The high acidic levels of energy drinks and sports beverages cause irreversible erosion to your teeth’s enamel—that hard, shiny outer layer. Once the enamel is breached, decay of the underlying, softer dentine easily sets in.
A recent study in the peer-reviewed clinical journal of the Academy of General Dentistry (AGD) published the results of research headed by lead author Poonam Jain, BDS, MS, MPH.
Jain and his researchers examined the acidity levels in 13 sports drinks and 9 energy drinks and then immersed samples of human tooth enamel in each beverage for 15 minutes. Then they immersed the enamel in artificial saliva for two hours and then immersed it in fresh artificial saliva.
The procedure was repeated 4 times daily for 5 days.
After only 5 days, tooth enamel was noticeably damaged, with energy drinks inflicting twice as much damage as did sports drinks.

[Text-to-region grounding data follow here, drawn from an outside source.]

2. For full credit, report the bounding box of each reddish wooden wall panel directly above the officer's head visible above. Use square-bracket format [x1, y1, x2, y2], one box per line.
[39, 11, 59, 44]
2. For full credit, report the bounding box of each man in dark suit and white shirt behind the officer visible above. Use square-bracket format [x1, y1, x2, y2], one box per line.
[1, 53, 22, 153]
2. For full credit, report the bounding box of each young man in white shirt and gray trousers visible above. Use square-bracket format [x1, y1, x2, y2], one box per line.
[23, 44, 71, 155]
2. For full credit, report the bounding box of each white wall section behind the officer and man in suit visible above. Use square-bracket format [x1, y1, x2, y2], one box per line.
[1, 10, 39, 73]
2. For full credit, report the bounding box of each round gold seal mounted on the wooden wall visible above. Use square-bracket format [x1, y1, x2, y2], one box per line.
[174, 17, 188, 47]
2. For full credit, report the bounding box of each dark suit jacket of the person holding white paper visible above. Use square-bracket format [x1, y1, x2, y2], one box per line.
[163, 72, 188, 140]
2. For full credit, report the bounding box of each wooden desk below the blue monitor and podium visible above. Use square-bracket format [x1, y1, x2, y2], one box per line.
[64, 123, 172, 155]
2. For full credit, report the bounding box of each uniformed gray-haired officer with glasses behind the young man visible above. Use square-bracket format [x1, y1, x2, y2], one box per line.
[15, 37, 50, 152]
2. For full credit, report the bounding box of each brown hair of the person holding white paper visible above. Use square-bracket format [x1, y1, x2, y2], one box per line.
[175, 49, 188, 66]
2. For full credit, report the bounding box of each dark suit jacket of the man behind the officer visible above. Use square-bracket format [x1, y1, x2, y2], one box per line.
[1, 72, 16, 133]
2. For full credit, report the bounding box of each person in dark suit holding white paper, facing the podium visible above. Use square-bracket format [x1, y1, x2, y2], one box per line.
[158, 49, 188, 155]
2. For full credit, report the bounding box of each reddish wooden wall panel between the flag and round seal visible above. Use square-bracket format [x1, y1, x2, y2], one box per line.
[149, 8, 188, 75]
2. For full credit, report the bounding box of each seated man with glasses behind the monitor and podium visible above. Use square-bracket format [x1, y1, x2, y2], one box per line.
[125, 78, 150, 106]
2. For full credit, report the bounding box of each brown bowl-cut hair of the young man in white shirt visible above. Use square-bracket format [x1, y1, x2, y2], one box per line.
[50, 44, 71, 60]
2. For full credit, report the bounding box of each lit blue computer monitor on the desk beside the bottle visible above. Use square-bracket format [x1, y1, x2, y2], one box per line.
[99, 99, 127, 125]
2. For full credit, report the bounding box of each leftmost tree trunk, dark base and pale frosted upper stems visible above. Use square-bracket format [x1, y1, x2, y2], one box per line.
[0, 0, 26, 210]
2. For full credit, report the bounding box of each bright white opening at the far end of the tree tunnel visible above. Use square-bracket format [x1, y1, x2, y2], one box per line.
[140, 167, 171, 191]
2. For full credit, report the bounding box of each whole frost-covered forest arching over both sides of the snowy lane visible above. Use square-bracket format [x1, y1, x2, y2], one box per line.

“Young adults consume these drinks assuming that they will improve their sports performance and energy levels and they are ‘better’ for them than soda,” says Jain. “Most of these patients are shocked to learn that these drinks are essentially bathing their teeth in acid.”
Jennifer Bone, DDS, MAGD and spokesperson for the AGD, suggests to her patients that they minimize their consumption of energy and sports drinks and chew sugar-free gum or rinse their mouths with water after consumption. She says, “Both tactics increase saliva flow, which naturally helps to return the acidity levels in the mouth to normal.”
Bone cautions patients to wait at least one hour before brushing their teeth after drinking the beverages. Otherwise, they risk scrubbing the acid into tooth surfaces.